Если в квартире кто-то заболевал, то первой приходила на помощь тетя Ксеня. Она не понимала, что можно иначе. Она была такой, какой до́лжно быть по подлинным человеческим меркам, но то, что она «такая, как до́лжно», тоже не осознавала. Она была органична в своем добре и в своей жертве, как органична трава на лугу, как естественен полет для птицы.

Когда я приезжала на каникулы из Москвы, она расцветала такой радостью, что ее желтое морщинистое лицо с беззубым ртом — становилось прекрасным. «Ой, ой, ой, ну надо же, Танечка, какая, ну надо же».

Она входила в комнату, открывая дверь чуть-чуть, щелочку, будто она не достойна открыть ее широко и громко. Она держала в руке тарелку с куском пирога или с огурцами и отдавала свои дары с таким видом, будто она брала, принимала, а не сама одаривала. Садилась за стол с краю, готовая каждую минуту вскочить, помочь, принести, что-то сделать для других.
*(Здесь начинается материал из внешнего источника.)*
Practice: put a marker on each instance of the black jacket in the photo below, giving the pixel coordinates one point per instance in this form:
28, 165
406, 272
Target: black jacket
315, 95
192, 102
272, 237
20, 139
Потом ее не стало. Я приехала на каникулы и зашла будто в чужую квартиру. В квартире не было тети Ксени. Мама рассказывала так: «Кольку выпустили, а жить в Ленинграде ему нельзя. Ну, он приехал и говорит: “Мама, я женился, приезжай к нам”. Ну, у нее же пенсия, да она еще и прирабатывала, полы мыть ходила. Я ей говорю: “Ксеня, не поезжай”. Ну, ее ты знаешь, она поехала. Да недолго там и пробыла, они там пьют, дерутся, да все на ее глазах. Она и заболела. Говорит: “Что это я у вас болеть буду, всем заботу доставлять, отправьте меня как-нибудь домой”. Они ее и отправили. Да еще, когда на поезд сажали, — уронили». — «Так что же, она и ходить не могла?» — «Не могла, не могла, температура же еще высокая. Ну, уронили они ее, значит, и голову сильно зашибли. Ночью звонят в дверь. Я смотрю — держат ее двое под руки. А кто — не знаю. Уложили мы ее, я утром врача вызвала. Врач говорит: в больницу не положу, сами здесь выхаживайте. Ну, я и стала. Она ведь, знаешь, мне тоже завсегда помогала. И лекарство дам, и сготовлю, и помою. Потом Колька приехал и чем-то расстроил ее. Уж чем не знаю, не сказала. Барахлишко еще какое-то забрал и уехал. Ну, после этого ей хуже стало. Смотрю — не ест, не пьет. Уж я ее через силу бульоном поила. А в больницу не берут — она, говорят, безнадежная. Мы уж с соседкой из третьей квартиры по очереди ее обхаживали. Потом соседка приходит и говорит: “Кончается”. А когда ее несли, какая-то дура стоит на лестнице и говорит: “Это баба Яга какая-то”. Я, прости, Господи, меня грешную, не выдержала и сказала ей: “Знаете что, вы сами баба Яга”. А Колька даже не приехал».